United States

California amends partnership apportionment rules

INSIGHT ARTICLE  | 

Effective on Jan. 1, 2019, California recently amended regulations sections 25137-1 and 17951-4 to address the apportionment and allocation of income from partnership interests owned by corporate partners. Section 25137-1 addresses unitary corporations included in a combined report that conduct business in and outside California, and which own interests in partnerships which also conduct business in and outside California. Section 17951-4 addresses nonresidents and part-year residents who own interests in partnerships that conduct business in and outside California.

Significant changes to the regulations are as follows:

  • The amendments provide for the apportionment and allocation rules to include lower-tier partnerships that are held indirectly by a corporate partner, stating that the partner is subject to the rules when holding ownership of “a partnership that itself owns an interest, directly or indirectly, in one or more other partnerships”
  • The determination of whether an item of income is apportionable business income or allocable nonbusiness income is made at the partnership level based on the trade or business of the partnership. Corporate partners conducting a business that is not considered unitary with the partnership must now treat the distributive share of business income from the partnership as from a separate trade or business of the corporate partner, not nonbusiness income
  • Clarification that the term “interest in the partnership” is determined by the partner’s “interest in profits of the partnership”
  • Nonresident partners conducting a unitary business with a partnership must apportion business income at the partner level
  • Per a regulatory hearing on Dec. 18, 2017, the following language was deleted from the final version of Reg. 17951-4(d)(1): “Revenue and Taxation Code section 17952 is not applicable in determining the source of income allocated to the nonresident taxpayer by the partnership.” This language was a hot button issue for tax practitioners at prior Interested Party Meetings (IPM) with tax practitioners objecting as the language was narrowing the application of the statute. The language was stricken since the FTB Hearing Officer concluded that that language was repetitive in that only nonbusiness income from a partnership is subject to the purview of section 17952 because business income from a partnership that conducts business within and without California is apportioned in all situations.

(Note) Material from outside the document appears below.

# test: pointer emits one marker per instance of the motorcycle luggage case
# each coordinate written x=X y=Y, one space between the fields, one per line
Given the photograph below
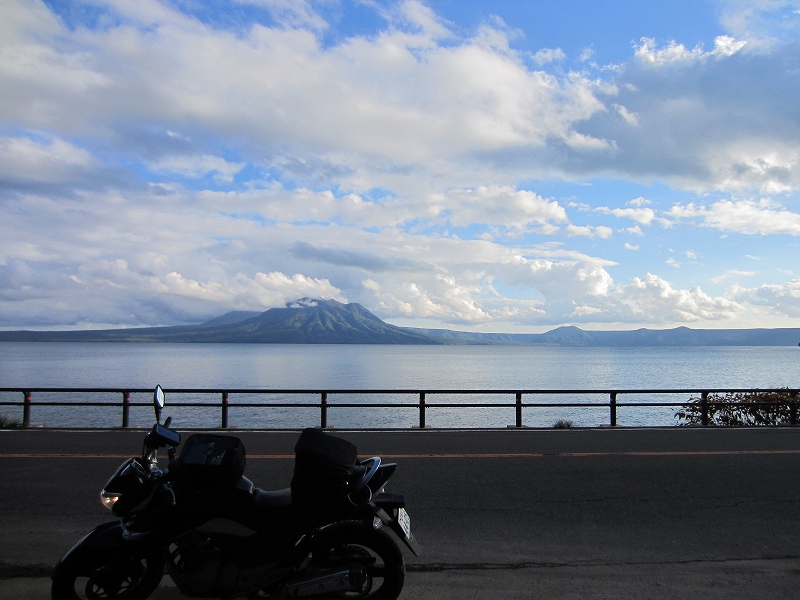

The initial statement of reasons provided the following background for changes to section 17951-4:

California Revenue and Taxation Code section 17952 provides that for purposes of determining income from sources within California from certain intangible property held by nonresidents or part-year residents, certain intangible property must have a business situs in California. Some taxpayers have asserted that an interest in a partnership that conducts business within and without California comes under the purview of California Revenue and Taxation Code section 17952. The regulation is being revised to explicitly provide that California Revenue and Taxation Code section 17952 does not apply with respect to an interest in a partnership that conducts business within and without California. The regulation is further revised to provide that if the partner and the partnership that conducts business within and without California are engaged in a unitary enterprise, then the rules embedded in Regulation section 25137-1 apply for purposes of determining the income from the partnership from California sources attributable to the partner.

Takeaways

The proposed amendments were first discussed by FTB staff at an IPM on Aug. 21, 2008.    Several IPMs later, and after various changes, the revised regulations were adopted effective Jan. 1, 2019. The amendments provide clarifications on how both a corporate partner and/or a nonresident partner should apportion and allocate income derived from a partnership interest. Although the previous language regarding section 17952 being not applicable has been stricken from the final amendments, a taxpayer that applies section 17952 to the distributive business income from a partnership is likely to be questioned by the FTB upon audit. Taxpayers should contact their state and local advisers to determine how the amended regulations will affect apportionment calculations.